If the depositor simply hands over the ownership of the present use of the money (that is, he loans his money to the bank), then there is no fractional reserve banking necessary. It is only because, in our current system, the depositor has the ability to demand the present use of his money at the same time as a borrower has the ability to demand the present use of that money, that we can call it a fractional reserve system. The bank has merely expanded the number of money substitutes (claims for the money) in the economy via the bank loaning process, but it has not expanded the money itself (now of course, in our fiat system, the money itself can also be printed… but that is not an example of fractional reserve banking per se– that is just run-of-the-mill inflation of the monetary base).**
In conclusion, even if the reader has read Hoppe on fractional reserve banking before, I highly encourage going through the lesser known essay Against Fiduciary Media because it is the most pointed response to the Selgin/White camp. It addresses the very issues discussed in the past several articles in this series.
*In fact, Hoppe makes an even stronger argument, based on praxeological a priori argumentation (in classic Hoppean fashion) by stating:
[Selgin and White] fail to recognize that a fractional reserve banking agreement implies no lesser an impossibility and fraud than that involved in the trade of flying elephants or squared circles. In fact, the impossibility involved in fractional reserve banking is even greater. For, whereas the impossibility of contracts regarding flying elephants, for instance, is merely a contingent and empirical one (it is not inconceivable that in another possible world, somewhere and sometime, flying elephants may actually exist, thus making such contracts possible), the impossibility of fractional reserve banking contracts is a necessary and categorical one.
That is, it is inconceivable—praxeologically impossible—that a bank and a customer can agree to make money substitutes (banknotes, demand deposit accounts) debts instead of warehouse receipts. They may say or certify otherwise, of course, just as one may say that triangles are squares. But what they say would be objectively false. As triangles would remain triangles and be different from squares, so money substitutes would still be money substitutes (titles to present money) and be distinct from debt claims (titles to not yet existing future goods) and equity claims (titles to existing property other than money). To say otherwise does not change reality but objectively misrepresents it.

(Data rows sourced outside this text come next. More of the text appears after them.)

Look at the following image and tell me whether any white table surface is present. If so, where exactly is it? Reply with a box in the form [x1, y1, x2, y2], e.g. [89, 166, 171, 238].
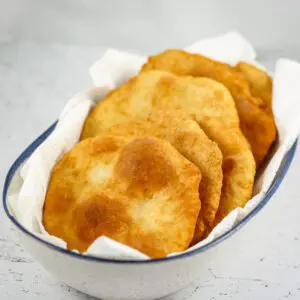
[0, 0, 300, 300]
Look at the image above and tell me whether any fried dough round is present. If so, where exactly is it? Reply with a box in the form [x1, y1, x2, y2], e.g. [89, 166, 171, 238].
[234, 62, 273, 113]
[82, 70, 255, 222]
[94, 109, 223, 244]
[43, 136, 201, 258]
[142, 50, 276, 166]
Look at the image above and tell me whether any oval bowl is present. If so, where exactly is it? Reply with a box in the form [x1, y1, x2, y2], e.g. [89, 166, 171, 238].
[3, 123, 297, 300]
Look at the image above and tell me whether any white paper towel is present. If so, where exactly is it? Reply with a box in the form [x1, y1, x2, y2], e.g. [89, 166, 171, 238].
[10, 32, 300, 260]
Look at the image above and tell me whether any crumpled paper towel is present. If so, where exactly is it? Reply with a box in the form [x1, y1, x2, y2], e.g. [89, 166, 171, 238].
[9, 32, 300, 260]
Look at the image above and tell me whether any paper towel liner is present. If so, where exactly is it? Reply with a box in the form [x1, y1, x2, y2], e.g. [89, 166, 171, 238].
[9, 32, 300, 260]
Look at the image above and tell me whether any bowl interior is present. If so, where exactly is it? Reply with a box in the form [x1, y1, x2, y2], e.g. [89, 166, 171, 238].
[3, 123, 297, 264]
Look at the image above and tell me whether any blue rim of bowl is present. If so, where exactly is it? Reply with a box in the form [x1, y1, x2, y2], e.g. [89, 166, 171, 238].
[2, 122, 297, 264]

**For more on this, I recommend familiarizing oneself with Mises’ taxonomy of money. Among Austrians, there is actually some debate about the proper Misesian taxonomy. In Robert Murphy’s excellent new book he provides this taxonomy. However, Guido Hulsmann argues that this one is misleading and instead offers this one. I follow Hulsmann here. Hulsmann explains (chapter 1 here):
The diagram [the one republished by Murphy] reflects precisely that sort of thinking about money that Mises wished to overcome. It clings to the physical surface of things. To- ken coins seem to be always fiduciary media, and money certificates seem to have nothing to do with deposits or tokens or banknotes, etc. The very point of Mises’s theory was that these physical manifestations could be very different economic goods, depending on the legal and contractual context.
I actually think that Selgin/White and the free banking folks (not necessarily BM) may be confused precisely because they misunderstand the taxonomy. Hoppe basically says as much about Selgin/White in the above linked essay. But this is a topic for a future article.